Empowering A* Algorithm With Neuralized Variational Heuristics for Fastest Route Recommendation

IEEE TKDE 2023

Paper
无开源代码

0. Summary

0.1 本文解决的问题

把路线推荐算法当作路线规划问题，使用A*算法。SOTA模型使用神经网络估计g()和h()函数。

h()不应当被过度估计，否则会产生次优解。
g()应当足够精确。现有方法分别预测每一个边的时间，最后把所有时间相加。应当结合已通过路径的上下文和顺序性特征，预测整个路径的通过时间。

0.2 本文的主要贡献

用序列模型预测整个已通过路径的时间。
提出使用variational inference学习h()的分布，因此可以获得一个admissible的（高置信的）h()值，避免次优解。
用GAN生成类似g()估计器的路径表示，用于把g()中获得的最快路径信息传输给h()

1. Background

路径推荐任务：基于历史路径数据，给定source node 和 destination node，预测 most likely route。

1.1 Baselines

NASF: 使用A*和神经网络估计g()和h()

1.2 Problem Formulation

最佳路径 $p^*$ 由路网图 $G=(V, E)$ 和 query $q=[v_s,v_d]$ 预测得到：

p^*=\mathcal{F}(G,q)

A*算法:

g(): observable path / path-aware

h(): path-blind

f(\cdot)=g(\cdot)+h(\cdot)

2. Method

framework

2.1 g()估计器

2.1.1 Attribute Embedding Component

Topological features

使用 DeepWalk 进行 Edge embedding。

Temporal features

按照^[1]的方法创建时域图。使用 Node2Vec 进行 Node embedding。

Temporal graph

External features

weather, holiday: one-hot encoding
recent traffic condition: normalized average traffic time of road segments in the last 24 hours

最后把以上信息Concatenate，得到每一个边上的representation： $\{r_{e_i}\}_{i \in [1, \ldots , t]}$ .

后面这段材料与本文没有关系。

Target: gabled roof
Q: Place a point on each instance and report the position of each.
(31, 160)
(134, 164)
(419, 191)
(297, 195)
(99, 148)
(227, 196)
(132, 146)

2.1.2 Sequentiality Modeling Component

使用BiLSTM处理每一个path上的edge。BiLSTM在第 $i\in (1,...,t)$ 个edge上的输出是 $h_{fd}^i$ 和 $h_{bd}^i$ 。

2.1.3 Multi-Task Learning Component

使用最后一个（第t个）edge上的 $h_{op}=h_{\mathrm{fd}}^{(t)}\oplus h_{\mathrm{bd}}^{(t)}$ 作为总可见路径的信息，同时把 $\{h_{sp_i}=h_\mathrm{fd}^{(i)}\}_{i \in [1, \ldots , t-1]}$ 作为从出发点走过的i个边组成的子路径的信息。

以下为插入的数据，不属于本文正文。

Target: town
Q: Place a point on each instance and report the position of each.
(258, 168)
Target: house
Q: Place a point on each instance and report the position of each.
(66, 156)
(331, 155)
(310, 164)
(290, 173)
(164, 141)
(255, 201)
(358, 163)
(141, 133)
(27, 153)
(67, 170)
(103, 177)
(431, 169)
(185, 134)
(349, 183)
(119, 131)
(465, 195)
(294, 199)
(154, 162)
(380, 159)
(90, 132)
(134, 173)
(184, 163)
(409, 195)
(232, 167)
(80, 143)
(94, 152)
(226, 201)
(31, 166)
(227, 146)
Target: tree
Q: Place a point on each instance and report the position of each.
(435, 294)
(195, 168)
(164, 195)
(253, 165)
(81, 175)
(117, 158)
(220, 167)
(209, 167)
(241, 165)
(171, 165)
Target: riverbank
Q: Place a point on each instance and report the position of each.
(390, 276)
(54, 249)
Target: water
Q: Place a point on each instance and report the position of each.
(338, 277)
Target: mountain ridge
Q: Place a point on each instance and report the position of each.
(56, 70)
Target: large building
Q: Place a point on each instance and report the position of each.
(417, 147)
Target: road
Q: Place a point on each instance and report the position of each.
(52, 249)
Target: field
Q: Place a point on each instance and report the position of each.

使用两个Head分别对subpath和path做时间预测：

[\hat{t}_{sp_1},\ldots,\hat{t}_{sp_{t-1}}]=MLP_1\left([h_{sp_1},\ldots,h_{sp_{t-1}}]\right)

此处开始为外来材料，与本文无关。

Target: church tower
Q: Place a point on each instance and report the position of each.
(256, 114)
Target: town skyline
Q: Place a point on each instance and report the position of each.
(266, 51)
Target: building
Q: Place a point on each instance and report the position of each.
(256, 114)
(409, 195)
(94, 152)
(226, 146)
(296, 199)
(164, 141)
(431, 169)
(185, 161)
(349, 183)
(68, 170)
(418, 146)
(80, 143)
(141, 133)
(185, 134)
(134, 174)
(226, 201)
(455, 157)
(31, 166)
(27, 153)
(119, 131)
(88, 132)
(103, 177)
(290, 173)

\hat{t}_{op}= MLP_2(h_{op})

使用MSE作为Loss：

\mathcal{L}_{sp}(\theta_g)=\frac1{t-1}\sum_{i=1}^{t-1}\|\hat{t}_{sp_i}-t_{[1:i]}\|_2^2

\mathcal{L}_{op}(\theta_g)=\|\hat{t}_{op}-t\|_2^2

2.2 h()估计器

2.2.1 Representation Learning of Heuristic Inputs

$g()$ 的输入是整个可见路径 $\{e_1, \ldots, e_t\}$ ，但 $h()$ 的输入只有当前节点 $v_c$ 和终点 $v_d$ 。但是两个估计器的目的是一样的：估算最短时间。

第一个idea是仿照[3]的方法，用当前节点和终点之间的shortest path估计最短时间。但是shortest和fastest有所不同，因此直接使用会引入噪声。

第二个idea是同时学习 $g()$ 和 $h()$ ，让 $h()$ 学习 $g()$ 提取最快路径的信息。

Fastest Path - GAN

首先，手动找到从 $v_c$ 到 $v_d$ 的 fastest path，然后用 $g()$ 编码作为 ground truth $h_{fp}$ 。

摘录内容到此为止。